Jamie Dimon can’t get bitcoin off his mind.
JPMorgan’s CEO popped off about bitcoin one day after saying he was done talking about the red-hot digital currency, which Friday morning reached more than $5,800 per coin.
The billionaire banker, who in mid-September called bitcoin “a fraud” said on Friday “who cares about bitcoin” while speaking at a conference in Washington DC.
He also said that governments “are going to crush it one day.”
“If you’re stupid enough to buy it you’re going to pay the price one day,” Dimon added.
Dimon, a longtime critic of bitcoin, called it “a terrible store of value” in a 2014 interview with CNBC. While speaking at a Barclays financial conference in September, Dimon bashed bitcoin saying it is in a bubble “worse than tulips bulbs.” Dimon added that he would fire anyone at the bank for trading the red-hot cryptocurrency for being stupid.
During JPMorgan’s earnings call on Thursday, Dimon said he wouldn’t put bitcoin into “the category of important things in the world” and that he wasn’t “going to talk about bitcoin anymore.”
The massive growth of the cryptocurrency market has recently piqued the interest of folks from Main Street to Wall Street, but Wall Street’s top execs — who have seen their fair share of bubbles — have voiced their concern about cryptocurrencies.
Ray Dalio, the founder of the world’s largest hedge fund, echoed Dimon’s criticisms of bitcoin on September 19. The billionaire founder of Bridgewater Associates said bitcoin “is a bubble” during an appearance on CNBC’s Squawk Box.

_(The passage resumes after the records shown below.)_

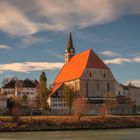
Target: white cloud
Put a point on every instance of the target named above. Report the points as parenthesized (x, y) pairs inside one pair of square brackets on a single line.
[(134, 82), (110, 53), (5, 47), (25, 18), (30, 66), (117, 61), (57, 55), (136, 59)]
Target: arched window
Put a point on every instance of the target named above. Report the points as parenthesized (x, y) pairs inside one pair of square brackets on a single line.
[(87, 88), (108, 87), (90, 74)]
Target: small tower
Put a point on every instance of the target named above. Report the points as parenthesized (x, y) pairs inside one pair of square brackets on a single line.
[(69, 51)]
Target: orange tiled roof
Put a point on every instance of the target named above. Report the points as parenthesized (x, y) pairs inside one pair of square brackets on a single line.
[(76, 66)]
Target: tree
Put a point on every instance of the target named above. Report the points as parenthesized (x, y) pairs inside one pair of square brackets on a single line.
[(43, 91), (109, 104), (80, 106), (69, 95)]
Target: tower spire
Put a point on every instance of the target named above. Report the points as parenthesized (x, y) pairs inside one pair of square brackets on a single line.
[(70, 42), (70, 51)]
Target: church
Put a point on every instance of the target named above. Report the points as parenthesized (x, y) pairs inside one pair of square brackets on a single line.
[(87, 73)]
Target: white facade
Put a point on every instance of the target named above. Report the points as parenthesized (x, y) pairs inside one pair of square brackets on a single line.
[(3, 102)]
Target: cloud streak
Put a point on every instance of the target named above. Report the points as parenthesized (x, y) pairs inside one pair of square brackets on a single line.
[(5, 47), (30, 66), (26, 18), (117, 61), (134, 82)]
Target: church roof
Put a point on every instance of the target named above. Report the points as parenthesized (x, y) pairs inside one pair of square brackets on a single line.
[(76, 66), (55, 88)]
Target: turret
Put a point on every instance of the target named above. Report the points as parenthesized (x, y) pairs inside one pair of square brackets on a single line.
[(69, 51)]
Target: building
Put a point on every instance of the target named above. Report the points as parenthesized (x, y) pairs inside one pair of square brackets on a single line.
[(8, 88), (87, 73), (27, 91), (133, 93)]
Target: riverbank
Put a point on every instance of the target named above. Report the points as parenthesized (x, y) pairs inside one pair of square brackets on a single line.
[(46, 123)]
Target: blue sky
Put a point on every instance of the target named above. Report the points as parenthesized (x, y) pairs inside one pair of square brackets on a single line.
[(34, 33)]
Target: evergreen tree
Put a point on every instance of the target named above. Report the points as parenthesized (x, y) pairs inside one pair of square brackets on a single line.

And in a recent interview with Bloomberg News last week, Larry Fink, the head of the BlackRock, the world’s largest investor, said he thinks the explosive growth of bitcoin points to nefarious behavior.
“It just identifies how much money laundering there is being done in the world,” Fink said. “How much people are trying to move currencies from one place to another.”
Dimon concluded his remarks on bitcoin Friday, saying that it would be the last time he would talk about it “because I really don’t care.”